The report to Congress by General Patraeus is a good occasion to reflect on the proper relationship between civilian elected officials and the military in wartime. President Bush famously declared earlier this year that he's a "commanders guy," by which he meant that military commanders in the field are better positioned to make military decisions than politicians in Washington. It's hard to know where to begin with this one, so I'll simply make three observations.
Observation No. 1: Bush is not in fact a commanders guy when it counts. The current surge was designed by the White House and resisted by many of the military commanders (not to mention the troops) and perhaps more importantly, at both the inception of the war and at later points, commanders whose professional judgment (about such matters as initial troop strength) differed from those of the civilian leadership were overruled and/or replaced by other commanders who agreed with the President's policy views. Since 2004 Petraeus has been publicly saying that victory may be just around the corner so let's not give up yet, but he is only the latest example of a commander selected for views similar to those of the President so that the President can then defer to those views. This does not mean that Petraeus is insincere in his views, but it does undermine the claim that Bush simply follows the advice of the professional military on matters military.
Observation No. 2: The political angle in the President portraying himself as a commanders guy is obvious. With the public distrustful of his own judgment, the President can do better by ascribing his views to military professionals. This works for members of Congress too, although it's harder for them because they don't stand in the chain of command. Accordingly, in opposing the President's policies, Congress tends to turn to retired officers. Last month, seven active-duty troops (six sergeants and a specialists) co-authored a NY Times Op-Ed that essentially argued for a redeployment along the lines proposed last year by the Iraq Study Group, even while pledging to carry out the official policy to the best of their ability. Writing the piece took great courage but also raises real questions about the propriety of active-duty soldiers questioning the wisdom of orders their orders. One cannot and should not count on this sort of statement occurring very often.

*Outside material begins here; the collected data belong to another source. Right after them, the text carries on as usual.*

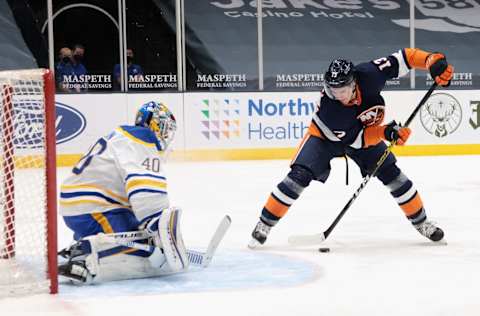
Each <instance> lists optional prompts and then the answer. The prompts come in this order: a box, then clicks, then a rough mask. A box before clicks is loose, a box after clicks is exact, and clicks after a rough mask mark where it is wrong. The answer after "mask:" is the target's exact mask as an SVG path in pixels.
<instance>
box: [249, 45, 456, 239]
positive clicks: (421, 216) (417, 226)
mask: <svg viewBox="0 0 480 316" xmlns="http://www.w3.org/2000/svg"><path fill="white" fill-rule="evenodd" d="M411 68H416V69H425V70H428V71H429V72H430V74H431V76H432V78H434V80H435V82H436V83H437V84H439V85H442V86H448V85H449V84H450V80H451V78H452V76H453V67H452V66H451V65H449V64H448V63H447V60H446V58H445V56H444V55H443V54H441V53H429V52H426V51H423V50H420V49H411V48H405V49H402V50H400V51H398V52H397V53H394V54H392V55H390V56H388V57H384V58H380V59H377V60H373V61H371V62H367V63H361V64H358V65H356V66H354V65H353V63H352V62H350V61H348V60H344V59H336V60H334V61H332V63H331V64H330V66H329V67H328V70H327V71H326V73H325V77H324V89H323V92H322V95H321V100H320V105H319V107H318V109H317V111H316V113H315V114H314V115H313V119H312V122H311V124H310V127H309V129H308V132H307V134H306V135H305V137H304V139H303V140H302V142H301V144H300V146H299V149H298V151H297V153H296V155H295V157H294V158H293V160H292V162H291V165H290V172H289V173H288V174H287V176H286V177H285V178H284V179H283V180H282V181H281V182H280V183H279V184H278V185H277V186H276V187H275V189H274V190H273V192H272V193H271V194H270V196H269V197H268V200H267V202H266V204H265V206H264V207H263V209H262V212H261V216H260V220H259V222H258V223H257V225H256V226H255V228H254V230H253V232H252V240H251V242H250V243H249V247H250V248H254V247H257V246H258V245H260V244H263V243H265V241H266V239H267V236H268V234H269V232H270V229H271V228H272V227H273V226H275V225H276V224H277V223H278V221H279V220H280V219H281V218H282V217H283V216H284V215H285V214H286V213H287V211H288V209H289V207H290V206H291V205H292V204H293V203H294V202H295V200H297V199H298V198H299V196H300V195H301V193H302V191H303V190H304V189H305V188H306V187H307V186H308V185H309V184H310V182H311V181H312V180H317V181H320V182H325V181H326V180H327V178H328V176H329V173H330V161H331V160H332V158H334V157H338V156H343V155H348V156H349V157H350V158H351V159H353V160H354V161H355V163H356V164H357V165H358V166H359V167H360V169H361V172H362V175H363V176H365V175H366V174H368V173H370V172H371V171H372V169H373V168H374V167H375V165H376V163H377V162H378V161H379V159H380V157H381V156H382V154H383V153H384V152H385V150H386V149H387V146H386V144H385V143H384V140H387V141H390V142H392V141H396V143H397V144H398V145H403V144H404V143H405V142H406V141H407V139H408V137H409V135H410V133H411V130H410V129H409V128H408V127H402V126H401V125H399V124H398V123H397V122H395V121H392V122H390V123H388V124H386V125H382V121H383V118H384V110H385V101H384V99H383V97H382V96H381V95H380V92H381V91H382V89H383V88H384V85H385V82H386V81H387V80H389V79H392V78H396V77H401V76H404V75H405V74H407V73H408V71H409V69H411ZM376 176H377V177H378V178H379V179H380V181H381V182H382V183H383V184H384V185H385V186H386V187H387V188H388V189H389V190H390V193H391V194H392V196H393V197H394V199H395V200H396V202H397V203H398V205H399V206H400V208H401V209H402V211H403V212H404V214H405V215H406V217H407V218H408V220H409V221H410V222H411V223H412V224H413V226H414V227H415V228H416V229H417V231H418V232H419V233H420V234H422V235H423V236H425V237H427V238H428V239H430V240H432V241H434V242H437V241H440V240H442V238H443V235H444V233H443V231H442V230H441V229H440V228H439V227H437V226H436V225H435V224H434V223H432V222H431V221H430V220H428V219H427V214H426V212H425V208H424V205H423V202H422V200H421V198H420V194H419V193H418V192H417V190H416V189H415V186H414V185H413V183H412V181H411V180H410V179H409V178H408V177H407V176H406V175H405V174H404V173H403V172H402V171H401V170H400V169H399V167H398V166H397V163H396V158H395V156H394V155H393V154H392V153H390V154H389V155H388V156H387V158H386V160H385V161H384V163H383V165H382V166H381V167H380V169H379V170H378V172H377V174H376Z"/></svg>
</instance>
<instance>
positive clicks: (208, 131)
mask: <svg viewBox="0 0 480 316" xmlns="http://www.w3.org/2000/svg"><path fill="white" fill-rule="evenodd" d="M198 105H199V106H200V113H201V119H200V124H201V133H202V135H203V136H204V137H205V138H206V139H209V140H220V139H232V138H238V137H240V100H238V99H226V98H224V99H219V98H218V99H217V98H206V99H202V100H201V102H199V104H198Z"/></svg>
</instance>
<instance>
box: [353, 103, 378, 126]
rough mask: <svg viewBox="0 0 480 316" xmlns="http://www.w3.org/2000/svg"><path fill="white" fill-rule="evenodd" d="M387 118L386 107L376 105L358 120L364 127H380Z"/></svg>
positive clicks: (367, 110) (372, 107)
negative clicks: (381, 123)
mask: <svg viewBox="0 0 480 316" xmlns="http://www.w3.org/2000/svg"><path fill="white" fill-rule="evenodd" d="M384 117H385V106H384V105H375V106H372V107H371V108H369V109H367V110H365V111H363V112H362V113H360V114H359V115H358V116H357V118H358V119H359V120H360V121H361V122H362V124H363V125H364V126H372V125H378V124H380V123H381V122H383V118H384Z"/></svg>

Observation No. 3: It's not clear that it makes sense for a President to be a commanders guy. Obviously, there is a limit to the extent that a commander in chief can or should try to micro-manage a war. Our last President with the sort of knowledge to make day to day military decisions was Eisenhower, and even he could not run every aspect of military operations, for the same sorts of reasons that CEOs can't run every aspect of the companies they manage. But acknowledging that limit, it remains the job of the President to make the big decisions, and in doing so there will sometimes be reasons to doubt the judgment of the commanders. Most famously, Lincoln was endlessly frustrated with the unwillingness of General McClellan to attack the Confederate Army. McClellan's concern for troop safety and morale made him a favorite of the troops but as Commander in Chief Lincoln was entitled to think that preserving the Union and bringing the war to an end sooner rather than later should be given higher priority than troop morale or even than avoiding casualties.